Fidel utilizzò Gianni Minà, Tad Szulc, a Oliver Stone, a Frey Betto, a María Schriver, a Errol Flynn, a Ava Gardner, a Mandela, a Bem Bella, a Mengistu Haille Mariam, a Zamora Machel, a Agontinho Neto, a Dos Santos, a Mao, a Pham Van Don, a Francisco Franco con il quale non ruppe mai i rapporti, visitò anche la casa del suo sfruttatore e misogino padre in Galizia accompagnato dall’unico ministro franchista in democrazia Manuel Fraga con chi si trovò benissimo e a suo agio giocando a dominò, bevendo e mangiando abbondantemente durante tutta una settimana come sono soliti fare due che si riconoscono intimamente come identici.
Fidel utilizzò le famiglie delle sue vittime, a volte trattandole eccezionalmente bene per essere perdonato o assolto nella critica e nell’affetto interno, comprando volontà con case, automobili, privilegi, è il caso della famiglia Guevara e di molte altre.

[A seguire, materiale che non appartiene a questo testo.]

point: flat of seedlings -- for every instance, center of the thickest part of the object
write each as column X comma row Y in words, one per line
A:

E lo ottenne con molti di loro che mentono come porci selvatici ogni volta che dichiarano qualcosa alla Stampa straniera o viaggiano per ottenere benefici e pagamenti per l’obbedienza dovuta, ripetendo come automi che a Cuba tutti vivono bene in ugual misura, che c’è giustizia, che c’è libertà, mantenendo in questo modo i loro miseri privilegi.
Fidel Guarapo Castro utilizzò i suoi fratelli, incluso suo fratello maggiore Ramón per ottenere un’esemplare di mucca superlativa in latte, battezzata da Fidel in persona, non da suo fratello Ramón che l’aveva ottenuta, con il nome di “Ubre Blanca” che al comandante inflessibile servì per farsi propaganda a livello mondiale visto che era una mucca che produceva 120 litri di latte al giorno mungendola mattina e sera.
Utilizzò i palestinesi e gli ebrei, utilizzò Arafat e a Rabin, bandì le religioni e baciò la mano di tre Papi, il più anti comunista, il neo nazi ed il neo socialista, ma la cosa curiosa è che quando baciò l'anticomunista lui si professava comunista, quando baciò il filo nazista lui era filo Chavez, e quando baciò il socialista aveva già abbandonato la fede nel socialismo.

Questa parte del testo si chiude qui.